More JavaScript combinatorics

An email sent by a reader of my previous post about combinatorics renewed my interest in the subject. As I wrote in that particular post I didn't really understand why the code did what it did. It was actually the result of an almost evolutionary process of trial and error until I was confident it did what it should do.

Another method

A reader called Fabrice pointed out another way to get the same results using bitmasks.
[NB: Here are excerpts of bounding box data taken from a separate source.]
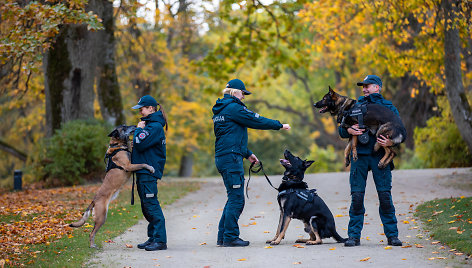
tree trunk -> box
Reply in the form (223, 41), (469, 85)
(442, 0), (472, 152)
(43, 0), (124, 136)
(43, 25), (96, 136)
(95, 0), (125, 126)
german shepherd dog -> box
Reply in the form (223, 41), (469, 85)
(314, 87), (406, 168)
(266, 150), (346, 245)
(69, 125), (154, 248)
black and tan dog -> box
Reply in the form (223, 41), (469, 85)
(266, 150), (346, 245)
(70, 125), (154, 248)
(314, 87), (406, 168)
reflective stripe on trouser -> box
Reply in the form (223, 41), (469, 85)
(215, 154), (244, 242)
(348, 154), (398, 238)
(136, 173), (167, 243)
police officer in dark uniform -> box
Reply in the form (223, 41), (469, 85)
(131, 95), (167, 251)
(338, 75), (404, 247)
(213, 79), (290, 247)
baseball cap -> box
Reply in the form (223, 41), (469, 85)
(131, 95), (158, 109)
(357, 74), (382, 87)
(226, 79), (251, 95)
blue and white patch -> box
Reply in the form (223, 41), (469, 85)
(136, 130), (149, 143)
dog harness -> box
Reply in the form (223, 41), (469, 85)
(277, 189), (318, 203)
(104, 149), (131, 172)
(341, 103), (369, 144)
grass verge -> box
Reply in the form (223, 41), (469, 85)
(415, 196), (472, 255)
(0, 181), (200, 267)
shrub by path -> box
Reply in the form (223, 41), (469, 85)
(89, 168), (472, 267)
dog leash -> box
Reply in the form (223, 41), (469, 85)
(131, 172), (135, 205)
(246, 161), (279, 199)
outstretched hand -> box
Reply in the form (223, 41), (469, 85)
(247, 154), (259, 163)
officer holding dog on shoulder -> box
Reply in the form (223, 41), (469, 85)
(131, 95), (167, 251)
(212, 79), (290, 247)
(339, 75), (402, 247)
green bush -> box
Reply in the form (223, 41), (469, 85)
(33, 120), (110, 186)
(414, 97), (472, 168)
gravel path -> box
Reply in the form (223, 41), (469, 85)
(89, 168), (472, 267)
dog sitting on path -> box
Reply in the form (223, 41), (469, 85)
(266, 150), (346, 245)
(69, 125), (154, 248)
(314, 87), (406, 168)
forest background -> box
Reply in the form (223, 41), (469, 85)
(0, 0), (472, 188)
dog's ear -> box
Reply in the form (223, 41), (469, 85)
(303, 160), (315, 168)
(108, 129), (119, 137)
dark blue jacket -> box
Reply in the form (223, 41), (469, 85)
(338, 93), (400, 155)
(212, 94), (282, 158)
(131, 111), (166, 179)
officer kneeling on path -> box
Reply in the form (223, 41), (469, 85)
(131, 95), (167, 251)
(338, 75), (402, 247)
(213, 79), (290, 247)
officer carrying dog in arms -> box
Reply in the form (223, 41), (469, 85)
(212, 79), (290, 247)
(338, 75), (404, 247)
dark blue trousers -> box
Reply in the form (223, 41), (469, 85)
(348, 154), (398, 238)
(215, 154), (244, 242)
(136, 173), (167, 243)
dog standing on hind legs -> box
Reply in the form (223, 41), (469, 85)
(69, 125), (154, 248)
(266, 150), (346, 245)
(314, 87), (406, 168)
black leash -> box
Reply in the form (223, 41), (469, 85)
(246, 161), (279, 199)
(131, 172), (135, 205)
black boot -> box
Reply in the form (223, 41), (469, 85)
(223, 237), (249, 247)
(344, 237), (361, 247)
(138, 238), (152, 249)
(388, 236), (403, 246)
(144, 242), (167, 251)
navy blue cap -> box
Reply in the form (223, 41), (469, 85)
(226, 79), (251, 95)
(131, 95), (158, 109)
(357, 74), (382, 87)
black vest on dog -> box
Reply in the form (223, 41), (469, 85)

For example, when you want to get all the combinations of items from [0,1,2] you create a list binary representations of the numbers 1 to (23-1):

  1. 001
  2. 010
  3. 011
  4. 100
  5. 101
  6. 110
  7. 111

Applying each of these numbers as a mask to the original array gives us all the combinations:

  1. 001 × [0,1,2] = [2]
  2. 010 × [0,1,2] = [1]
  3. 011 × [0,1,2] = [1,2]
  4. 100 × [0,1,2] = [0]
  5. 101 × [0,1,2] = [0,2]
  6. 110 × [0,1,2] = [0,1]
  7. 111 × [0,1,2] = [0,1,2]

It's a very simple algorithm to understand and to implement. Since this returns all possible combinations the only thing left is filtering for results of a certain length. Here's an implementation in JavaScript as an extension on the array prototype:

Array.prototype.combinate2 = function( length ) {
    var result = [];
    // iterate from 1 to 2n
    for (var i = 1; i < Math.pow(2, this.length) - 1; i++) {
         var combination = [];
         // For each value of i, check the individual 'bits' (powers of 2
         // components). If 2m is a component of i then this[m] is a
         // part of this combination
         for (var j = 0; j < i; j++) {
             var mask = Math.pow(2,j);
             if (i & mask) {
                 combination.push(this[j]);
             }
         }
         if (combination.length === length) {
             result.push(combination);
         }
    }
    
    return result;
}

Performance problems

Unfortunately, the simplicity of the algorithm comes with a price: the time it takes to execute increases much more quickly with the length of the array than the other one. If I knew something about big O-notation I could probably write something profound about why this is the case. It's a shame I don't because I feel it would really help understanding stuff like this. On the other hand, after having taken another look at the code from the original post I now fully understand what it does. Perhaps I will dedicate another post to that subject.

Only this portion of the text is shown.